Sunday, January 17, 2021

Has COVID led to an increase in all-cause mortality? A look at US data from 2015 to 2020


Has COVID led to an increase in all-cause mortality? The figure below shows mortality data in the US for the 2015-2020 period. At the top chart are the absolute numbers of deaths per 1000 people. At the bottom are the annual change percentages, how much the absolute numbers have been changing from the previous years.

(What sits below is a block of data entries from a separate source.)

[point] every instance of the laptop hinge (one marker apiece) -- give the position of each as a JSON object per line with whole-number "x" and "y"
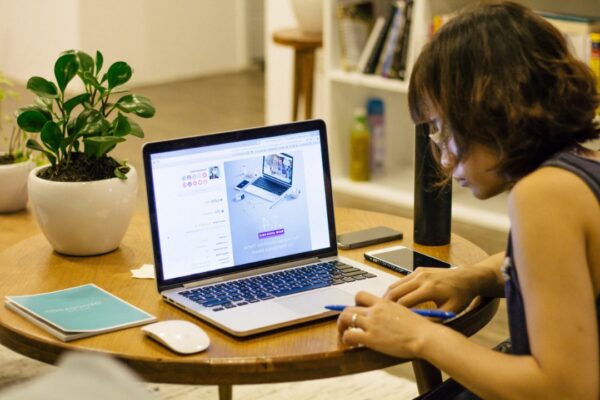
{"x": 252, "y": 272}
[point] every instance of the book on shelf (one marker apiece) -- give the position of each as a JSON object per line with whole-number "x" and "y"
{"x": 370, "y": 45}
{"x": 354, "y": 21}
{"x": 398, "y": 68}
{"x": 391, "y": 41}
{"x": 375, "y": 54}
{"x": 577, "y": 30}
{"x": 78, "y": 312}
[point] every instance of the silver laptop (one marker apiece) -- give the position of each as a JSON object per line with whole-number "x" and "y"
{"x": 233, "y": 259}
{"x": 275, "y": 179}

As you can see at the top chart the absolute numbers of deaths per 1000 people have been going up steadily, since 2015, at a rate of around 10 percent per year. This is due primarily to population ageing, which has been increasing in a very similar fashion. Since life expectancy has been generally stable in the US for the 2015-2020 period (), an increase in the number of deaths is to be expected due to population ageing.

What I mean by population ageing is an increase in the average age of the population due to an increase in the proportion of older individuals (e.g., aged 65 or more) in the population. In any population where there are no immortals, this population ageing phenomenon is normally expected to cause a higher number of deaths per 1000 people.

Now look at the bottom chart in the figure. It shows no increase in the rate of change from 2019 to 2020. This is not what you would expect if COVID had led to an increase in all-cause mortality in 2020. In fact, based on media reports, one would expect to see a visible spike in the rate of change for 2020. If these numbers are correct, we have to conclude that COVID has NOT led to an increase in all-cause mortality.